Prologue

The Altai Mountains

Bayan-Ölgii Pro

Western Mongolia

The biting wind was starting to whip flurries of snow across the barren mountainside. Soon, Chuluun knew, the winter snowfalls would be here in earnest and it might be a long time before he could venture out this far again in search of food.

The argali herd the teenager was tracking had led him almost half a mile across bare rock from where he’d tethered his pony further down the mountain. Wolves were an ever-present concern, but the curly-horned wild sheep could sense the roving packs from a great way off, and they seemed calm enough, having paused on their trek to munch contentedly on a scrubby patch of heather, to reassure Chuluun that his pony was safe.

There was one predator too smart to let himself be noticed by the argali. Chuluun had been hunting over these mountains for six years, since the age of eleven, when his father had become too infirm to ride long distances any more, and he prided himself on his ability to sneak up on anything that lived, walked or flew. His parents and seven younger brothers and sisters depended almost entirely on him for meat, and in the harsh environment of Mongolia, meat meant survival.

Carefully staying downwind of the grazing sheep and moving with stealthy ease over the rocks, Chuluun stalked to within a hundred metres of his quarry before settling himself down at the top of a rise, in a vantage point from which his pick of the herd, a large male he estimated stood a good four feet at the shoulder, was nicely presented side-on.

Very slowly, Chuluun slid the ancient Martini-Henry into aiming position and hunkered down behind it. He opened the rifle’s breech, drew one of the long, heavy cartridges from his bandolier and slipped it silently inside. He closed the breech and flipped up the tangent rear sight. At this range he knew exactly how much elevation he needed to compensate for gravity’s pull on the trajectory of the heavy bullet.

The argali remained still, munching away, oblivious. Chuluun honoured his prey, as he honoured the spirit of the mountains. He blinked a snowflake from his eyelashes. Gently, purposefully, he curled his finger around the trigger, controlled his breathing and felt his heart slow as his concentration focused on the all-important shot. If he missed, the herd would be off and he couldn’t hope to catch up with them again today, nor this week. But Chuluun wasn’t going to miss. Tonight, his family were going to eat as they hadn’t eaten in a long while.

At the perfect moment, Chuluun squeezed the trigger.

And in that same moment, everything went insane.

The view through the rifle’s sights disappeared in a massive blurred explosion. His first confused thought was that his gun had burst on firing. But it wasn’t the gun.

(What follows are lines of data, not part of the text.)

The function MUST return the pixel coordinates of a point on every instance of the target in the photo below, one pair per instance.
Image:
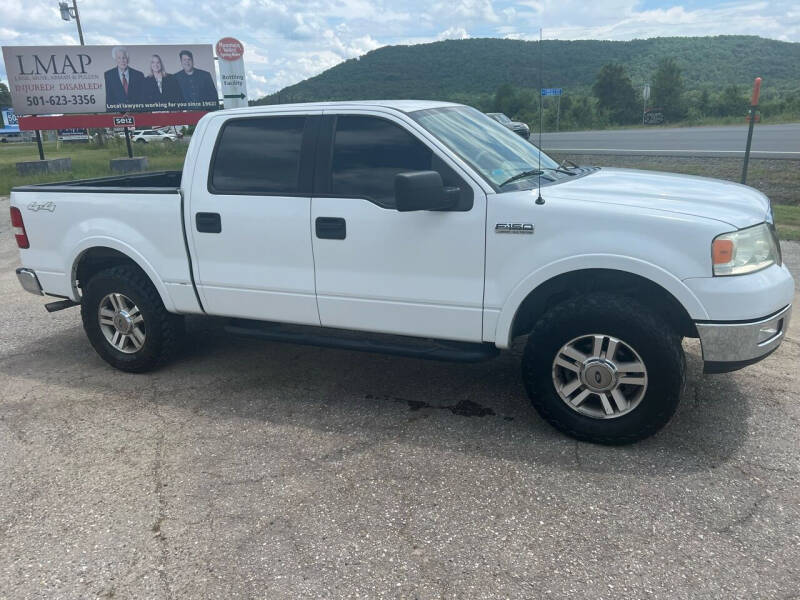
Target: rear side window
(258, 156)
(368, 152)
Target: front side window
(494, 151)
(258, 156)
(368, 152)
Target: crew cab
(422, 229)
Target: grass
(88, 160)
(787, 219)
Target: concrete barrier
(37, 167)
(128, 165)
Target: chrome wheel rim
(122, 323)
(599, 376)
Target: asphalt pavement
(769, 141)
(257, 470)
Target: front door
(413, 273)
(249, 219)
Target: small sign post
(555, 92)
(753, 109)
(231, 72)
(126, 121)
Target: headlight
(744, 251)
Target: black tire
(601, 313)
(163, 329)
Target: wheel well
(584, 281)
(98, 259)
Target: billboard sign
(47, 80)
(231, 72)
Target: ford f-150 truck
(423, 229)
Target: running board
(310, 335)
(60, 305)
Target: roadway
(769, 141)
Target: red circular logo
(230, 49)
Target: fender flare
(107, 242)
(635, 266)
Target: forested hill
(458, 69)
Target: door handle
(208, 222)
(331, 228)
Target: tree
(5, 95)
(615, 94)
(705, 102)
(732, 102)
(509, 101)
(668, 90)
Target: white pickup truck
(422, 229)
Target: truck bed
(139, 216)
(157, 182)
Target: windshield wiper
(560, 168)
(522, 175)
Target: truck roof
(406, 106)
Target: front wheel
(126, 322)
(604, 368)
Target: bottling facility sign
(47, 80)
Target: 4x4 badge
(37, 206)
(513, 228)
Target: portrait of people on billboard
(124, 84)
(119, 79)
(196, 84)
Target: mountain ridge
(462, 69)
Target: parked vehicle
(429, 229)
(152, 135)
(521, 129)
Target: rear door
(250, 218)
(412, 273)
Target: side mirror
(423, 190)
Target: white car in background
(152, 135)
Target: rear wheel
(604, 368)
(126, 322)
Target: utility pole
(753, 110)
(71, 12)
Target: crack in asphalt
(462, 408)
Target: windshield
(492, 150)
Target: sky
(288, 41)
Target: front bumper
(29, 281)
(734, 345)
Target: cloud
(290, 40)
(453, 33)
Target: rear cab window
(258, 156)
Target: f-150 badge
(513, 228)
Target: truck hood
(732, 203)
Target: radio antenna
(539, 199)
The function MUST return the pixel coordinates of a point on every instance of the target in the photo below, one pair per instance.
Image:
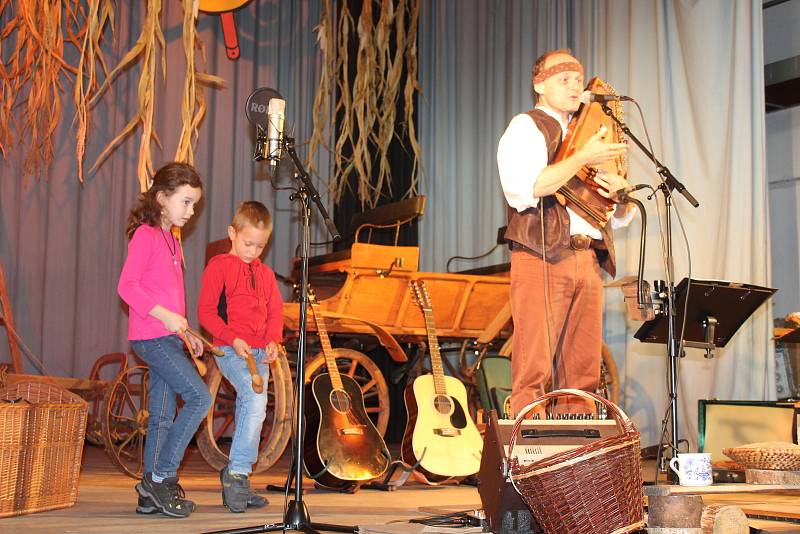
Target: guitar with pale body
(341, 444)
(440, 438)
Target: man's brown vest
(524, 228)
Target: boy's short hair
(253, 213)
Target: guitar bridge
(352, 431)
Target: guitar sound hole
(340, 400)
(443, 404)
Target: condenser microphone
(622, 193)
(588, 96)
(257, 109)
(275, 119)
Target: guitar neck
(437, 368)
(327, 349)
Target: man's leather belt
(580, 242)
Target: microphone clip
(260, 149)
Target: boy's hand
(271, 352)
(241, 348)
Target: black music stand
(715, 312)
(792, 336)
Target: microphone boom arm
(669, 180)
(313, 194)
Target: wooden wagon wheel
(117, 361)
(275, 434)
(363, 370)
(125, 416)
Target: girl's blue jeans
(251, 408)
(171, 374)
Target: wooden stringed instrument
(341, 444)
(439, 437)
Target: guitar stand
(408, 471)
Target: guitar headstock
(420, 294)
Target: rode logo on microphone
(257, 107)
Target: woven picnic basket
(42, 428)
(772, 455)
(593, 489)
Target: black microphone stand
(296, 516)
(674, 351)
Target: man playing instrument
(556, 289)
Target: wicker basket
(41, 444)
(774, 455)
(593, 489)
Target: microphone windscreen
(277, 105)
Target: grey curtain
(696, 68)
(62, 243)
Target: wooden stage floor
(106, 503)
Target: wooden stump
(674, 511)
(724, 519)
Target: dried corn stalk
(193, 103)
(366, 107)
(31, 77)
(99, 15)
(147, 47)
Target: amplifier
(505, 510)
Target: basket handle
(621, 418)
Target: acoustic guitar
(341, 445)
(439, 437)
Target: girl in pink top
(151, 284)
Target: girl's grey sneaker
(236, 492)
(146, 506)
(167, 496)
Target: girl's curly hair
(167, 179)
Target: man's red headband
(556, 69)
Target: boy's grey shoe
(167, 496)
(254, 500)
(145, 505)
(236, 492)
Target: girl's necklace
(173, 249)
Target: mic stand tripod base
(296, 519)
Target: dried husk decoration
(31, 78)
(193, 103)
(147, 46)
(99, 15)
(321, 112)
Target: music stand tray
(716, 310)
(792, 336)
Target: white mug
(694, 468)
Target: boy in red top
(241, 307)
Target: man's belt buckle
(580, 242)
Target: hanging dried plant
(147, 47)
(193, 103)
(320, 115)
(32, 76)
(366, 106)
(99, 15)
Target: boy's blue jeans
(171, 374)
(251, 408)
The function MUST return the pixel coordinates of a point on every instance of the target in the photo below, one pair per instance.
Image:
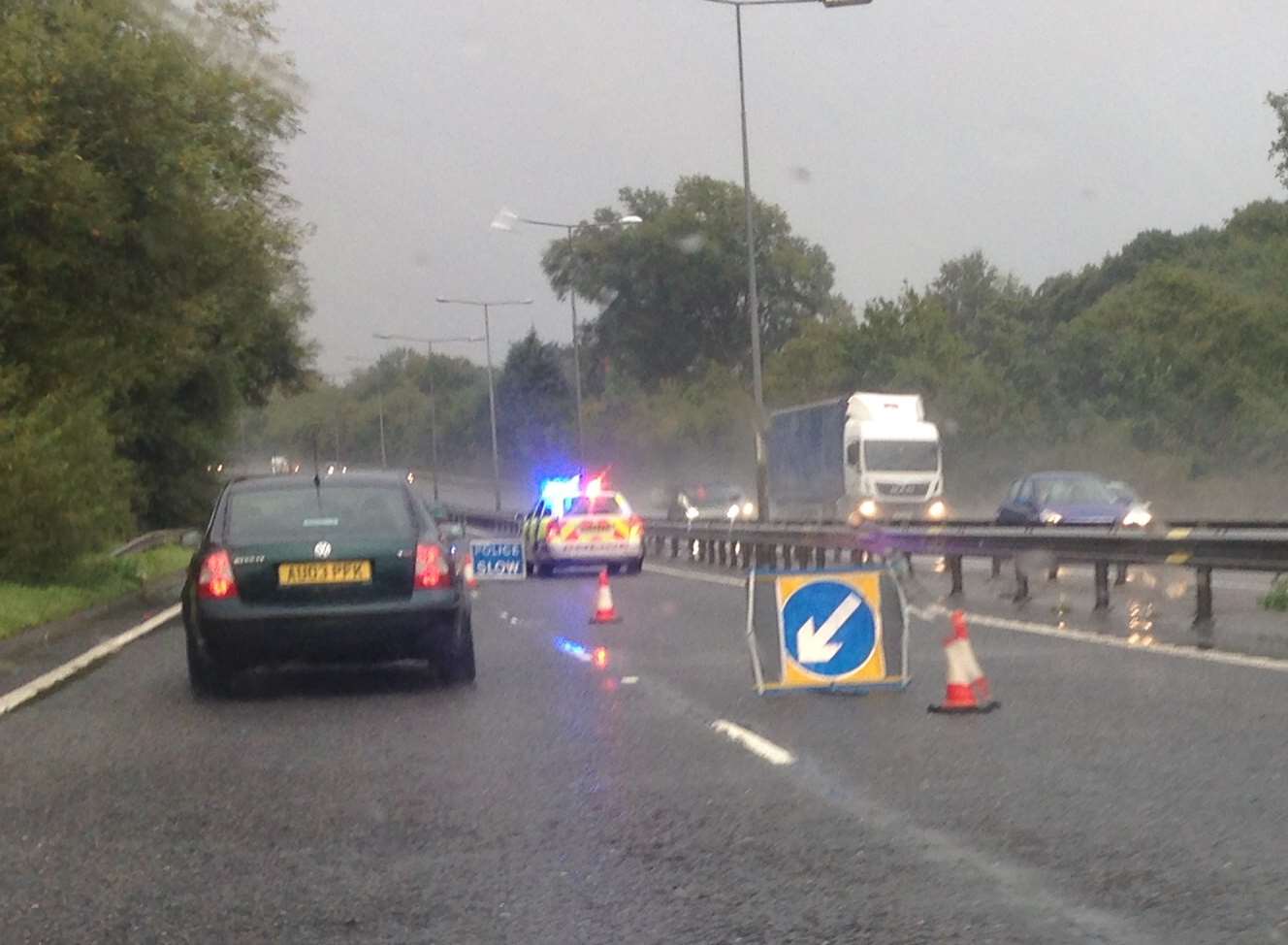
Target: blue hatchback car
(1072, 498)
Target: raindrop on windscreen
(691, 243)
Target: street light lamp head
(505, 219)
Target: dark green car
(295, 569)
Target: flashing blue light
(558, 490)
(573, 649)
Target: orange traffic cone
(967, 686)
(604, 610)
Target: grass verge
(1278, 596)
(90, 581)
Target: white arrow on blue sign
(828, 628)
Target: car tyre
(459, 662)
(207, 677)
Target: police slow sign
(498, 560)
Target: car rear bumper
(240, 634)
(592, 553)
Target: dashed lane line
(766, 749)
(55, 677)
(1185, 653)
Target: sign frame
(488, 573)
(772, 681)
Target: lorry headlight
(1139, 517)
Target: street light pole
(491, 385)
(505, 219)
(753, 290)
(380, 410)
(433, 399)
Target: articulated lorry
(866, 457)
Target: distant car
(574, 525)
(711, 502)
(291, 569)
(1072, 498)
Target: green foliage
(65, 486)
(1278, 596)
(344, 422)
(82, 583)
(147, 250)
(675, 285)
(1279, 147)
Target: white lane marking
(1185, 653)
(754, 743)
(695, 575)
(24, 694)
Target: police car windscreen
(285, 514)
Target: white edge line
(1229, 659)
(24, 694)
(754, 743)
(695, 575)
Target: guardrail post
(1102, 585)
(954, 569)
(1021, 583)
(1204, 611)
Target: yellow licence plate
(294, 573)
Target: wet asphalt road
(1117, 797)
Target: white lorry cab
(858, 458)
(894, 465)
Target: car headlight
(1139, 517)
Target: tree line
(149, 280)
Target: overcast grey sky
(1044, 133)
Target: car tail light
(215, 579)
(432, 569)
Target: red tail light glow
(215, 579)
(432, 570)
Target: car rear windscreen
(287, 514)
(597, 505)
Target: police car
(574, 524)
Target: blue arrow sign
(828, 628)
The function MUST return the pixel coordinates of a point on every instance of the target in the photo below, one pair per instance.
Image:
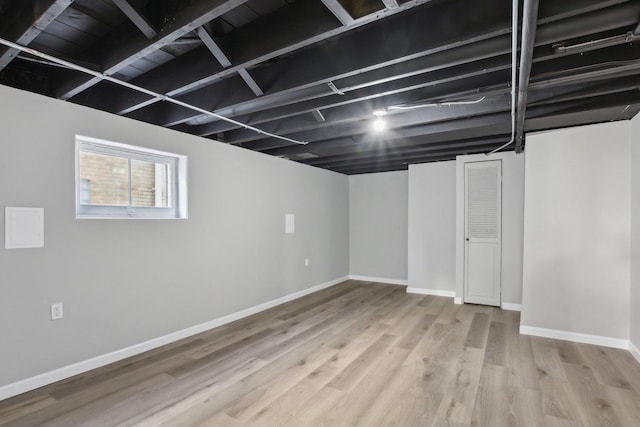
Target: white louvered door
(483, 224)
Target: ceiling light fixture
(379, 123)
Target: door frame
(460, 222)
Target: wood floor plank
(478, 332)
(496, 351)
(598, 408)
(358, 353)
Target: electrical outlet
(56, 311)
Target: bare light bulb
(379, 124)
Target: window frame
(176, 177)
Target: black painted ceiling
(315, 70)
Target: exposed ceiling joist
(314, 23)
(194, 15)
(137, 18)
(29, 20)
(441, 69)
(309, 78)
(336, 8)
(391, 4)
(213, 47)
(225, 62)
(255, 88)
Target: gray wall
(126, 281)
(378, 225)
(577, 231)
(432, 226)
(634, 333)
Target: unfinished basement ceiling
(316, 70)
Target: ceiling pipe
(156, 95)
(529, 24)
(514, 69)
(628, 37)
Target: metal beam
(137, 18)
(213, 47)
(193, 71)
(391, 4)
(336, 8)
(341, 116)
(225, 62)
(529, 25)
(255, 88)
(299, 86)
(317, 114)
(359, 122)
(311, 27)
(192, 16)
(28, 21)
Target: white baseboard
(50, 377)
(379, 280)
(512, 307)
(436, 292)
(574, 336)
(634, 351)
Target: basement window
(116, 180)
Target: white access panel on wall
(482, 232)
(23, 228)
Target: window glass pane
(107, 179)
(149, 184)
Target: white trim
(50, 377)
(575, 337)
(379, 280)
(634, 351)
(512, 307)
(436, 292)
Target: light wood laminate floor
(355, 354)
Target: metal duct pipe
(514, 64)
(628, 37)
(529, 23)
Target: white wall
(576, 234)
(432, 227)
(126, 281)
(512, 224)
(634, 333)
(378, 225)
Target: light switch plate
(289, 223)
(23, 228)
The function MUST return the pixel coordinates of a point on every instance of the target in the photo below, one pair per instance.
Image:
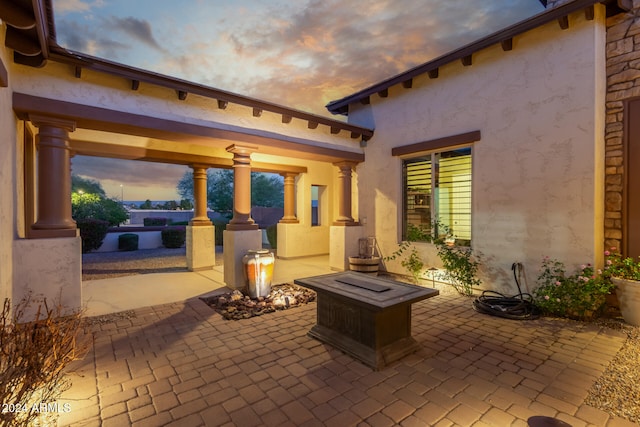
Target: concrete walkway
(182, 364)
(106, 296)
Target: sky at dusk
(301, 54)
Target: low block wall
(148, 238)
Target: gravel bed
(616, 392)
(104, 265)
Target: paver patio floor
(182, 364)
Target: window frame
(429, 149)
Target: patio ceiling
(172, 133)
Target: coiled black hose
(517, 307)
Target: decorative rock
(235, 306)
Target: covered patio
(112, 295)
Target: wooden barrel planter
(367, 265)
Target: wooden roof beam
(589, 13)
(18, 41)
(4, 75)
(563, 21)
(16, 16)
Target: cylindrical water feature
(258, 269)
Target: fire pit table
(366, 317)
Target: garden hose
(517, 307)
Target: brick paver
(182, 364)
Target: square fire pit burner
(367, 317)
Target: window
(437, 186)
(315, 205)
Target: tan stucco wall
(537, 172)
(623, 83)
(7, 176)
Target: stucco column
(200, 217)
(54, 176)
(242, 188)
(344, 193)
(289, 199)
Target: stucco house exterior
(506, 137)
(504, 141)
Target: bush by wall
(174, 237)
(151, 221)
(272, 236)
(128, 242)
(92, 232)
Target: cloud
(298, 54)
(129, 171)
(67, 6)
(138, 29)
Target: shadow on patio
(182, 364)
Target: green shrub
(220, 226)
(272, 236)
(174, 237)
(581, 295)
(155, 222)
(128, 242)
(92, 232)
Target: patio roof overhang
(215, 136)
(465, 53)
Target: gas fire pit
(367, 317)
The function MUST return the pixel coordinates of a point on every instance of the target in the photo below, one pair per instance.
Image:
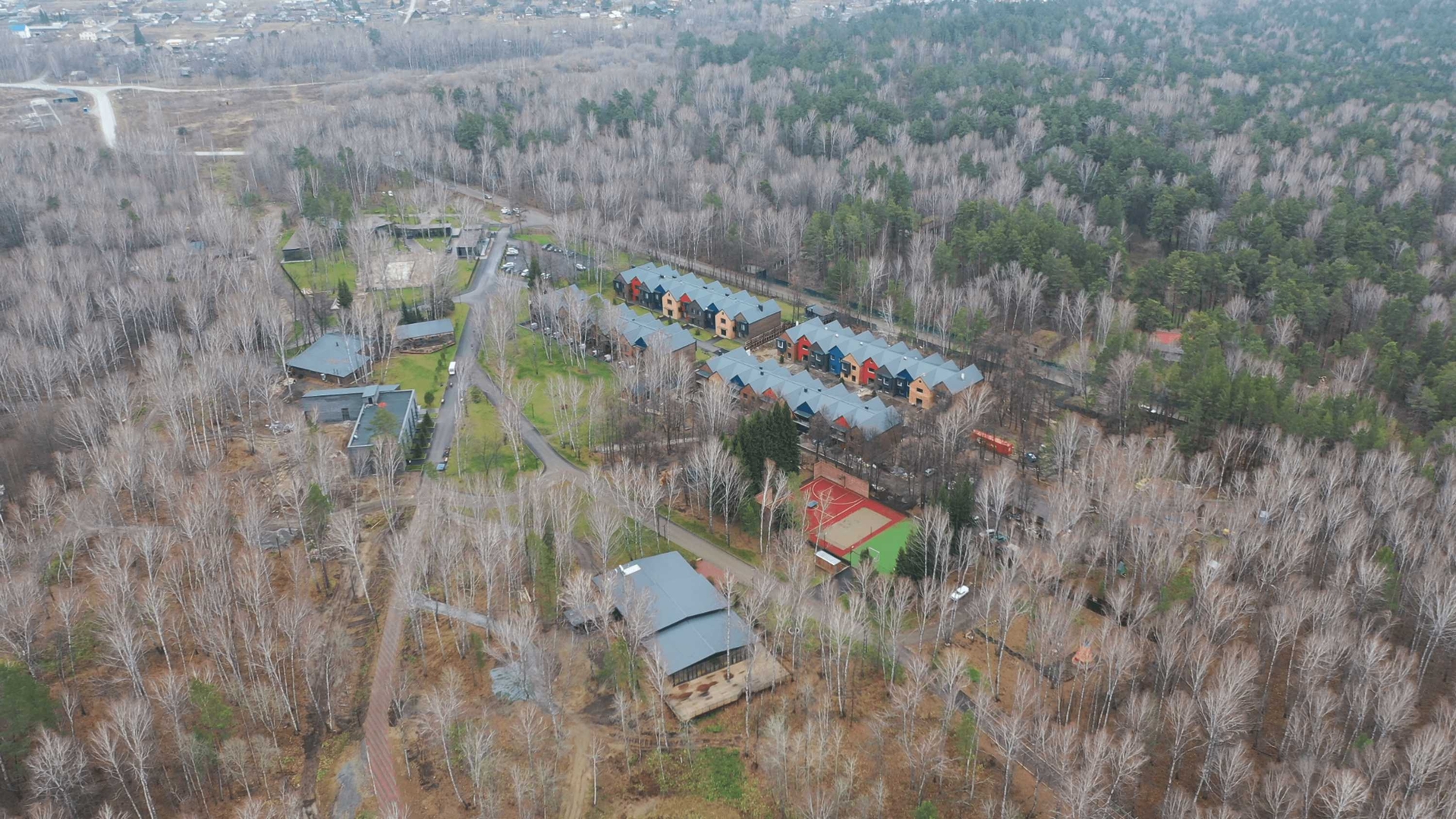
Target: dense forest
(1203, 252)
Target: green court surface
(885, 548)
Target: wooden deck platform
(712, 692)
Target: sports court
(847, 524)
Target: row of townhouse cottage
(868, 359)
(700, 303)
(865, 364)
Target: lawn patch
(323, 275)
(717, 774)
(1177, 589)
(424, 374)
(481, 445)
(885, 548)
(533, 367)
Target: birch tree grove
(1183, 551)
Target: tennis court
(841, 521)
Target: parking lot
(557, 264)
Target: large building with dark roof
(697, 633)
(360, 406)
(807, 397)
(335, 356)
(868, 359)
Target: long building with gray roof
(703, 303)
(868, 359)
(695, 630)
(806, 396)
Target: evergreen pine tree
(912, 560)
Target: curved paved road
(467, 372)
(104, 111)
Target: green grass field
(481, 447)
(885, 548)
(426, 373)
(323, 275)
(532, 366)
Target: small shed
(829, 563)
(424, 335)
(1168, 344)
(470, 243)
(334, 356)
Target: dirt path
(575, 799)
(377, 748)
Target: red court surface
(839, 519)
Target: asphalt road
(467, 353)
(107, 115)
(469, 373)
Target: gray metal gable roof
(334, 354)
(700, 638)
(421, 329)
(678, 591)
(692, 620)
(803, 391)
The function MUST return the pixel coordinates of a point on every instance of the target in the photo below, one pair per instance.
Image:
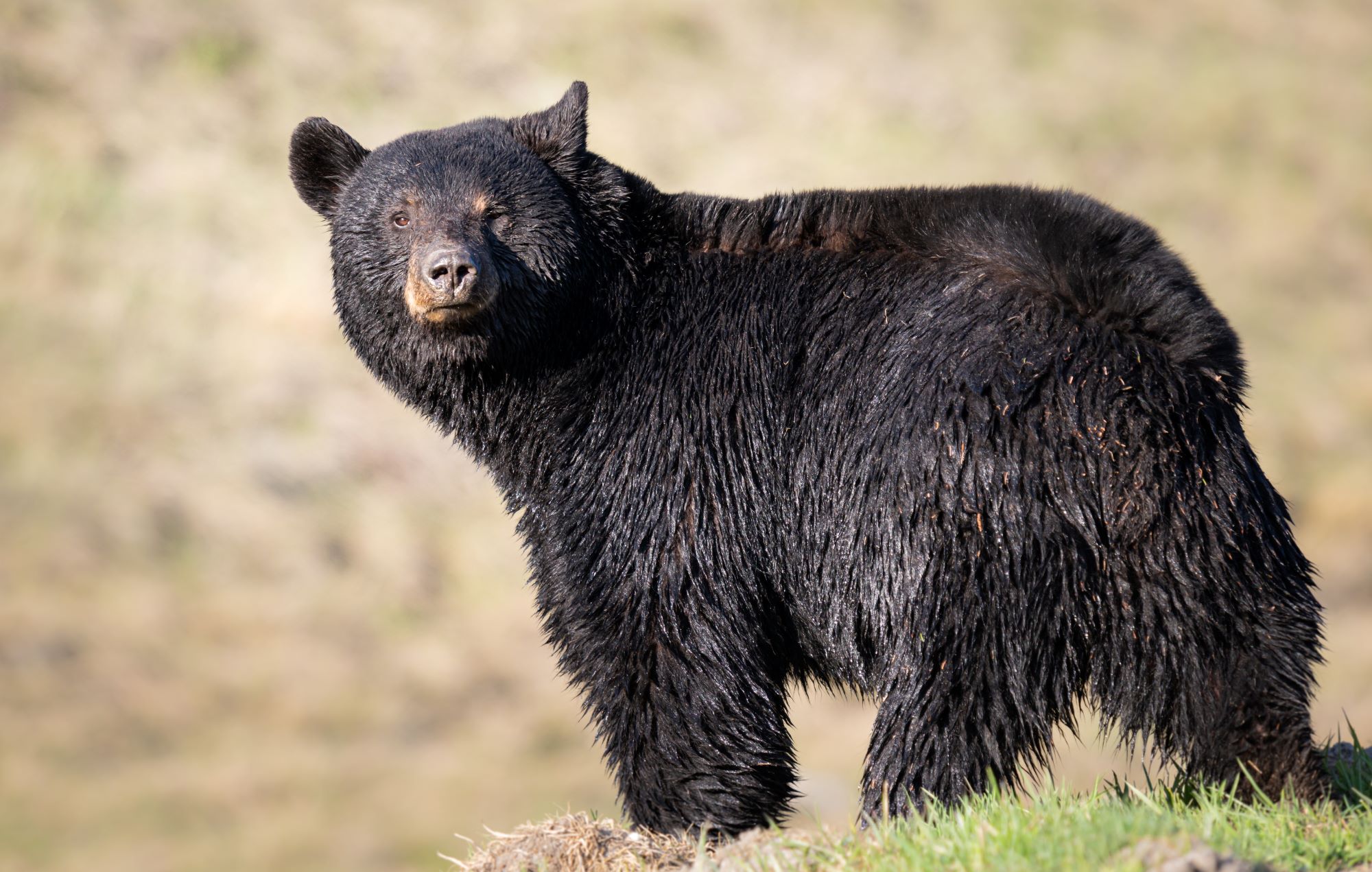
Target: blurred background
(255, 615)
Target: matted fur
(975, 453)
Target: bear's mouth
(451, 313)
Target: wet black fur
(975, 453)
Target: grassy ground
(1119, 827)
(255, 615)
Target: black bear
(975, 453)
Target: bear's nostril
(451, 270)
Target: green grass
(1058, 830)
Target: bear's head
(453, 241)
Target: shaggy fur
(975, 453)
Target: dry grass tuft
(581, 844)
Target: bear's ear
(558, 134)
(323, 162)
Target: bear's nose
(451, 270)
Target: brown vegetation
(259, 616)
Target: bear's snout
(444, 283)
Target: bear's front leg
(691, 707)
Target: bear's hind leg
(965, 709)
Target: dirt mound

Chuluun barely had time to cry out as the ground seemed to lurch away from under him and then heave him with terrifying violence into the air. He was spinning, tumbling, sliding down the mountain. His head was filled with a deafening roar. Something hit him with a hard blow and he blacked out.

When Chuluun awoke, the sky seemed to have darkened. He blinked and sat up, shivering with cold and beating the snow and dirt from his clothes, then staggered to his feet. His precious rifle lay half-buried in the landslide that had carried him down from the top of the rise. Still half-stunned, he clambered back up the rocky slope and peered, afraid to look, over the edge.

He gasped at the incredible sight below.

Chuluun was standing on the edge of a near-perfect circle of utter devastation that stretched as far as his keen young hunter’s eyes could see. Nothing remained of the patch of ground where the argali herd had been quietly grazing. The mountainside was levelled. Gigantic rocks pulverised. The pine forests completely obliterated. All gone, swept away by some unimaginable force.

His face, streaked with dirt and tears, contorted into an expression of disbelief. Chuluun gazed up at the strange glow that permeated the sky, like nothing he’d ever seen before. Blades of lightning knifed through the rolling clouds. There was no thunder. Just a heavy, eerie pall of silence.

Suddenly filled with conviction that something unspeakably evil had just happened here, he scrambled away with a terrified moan and started fleeing down the slope towards where he’d left his pony.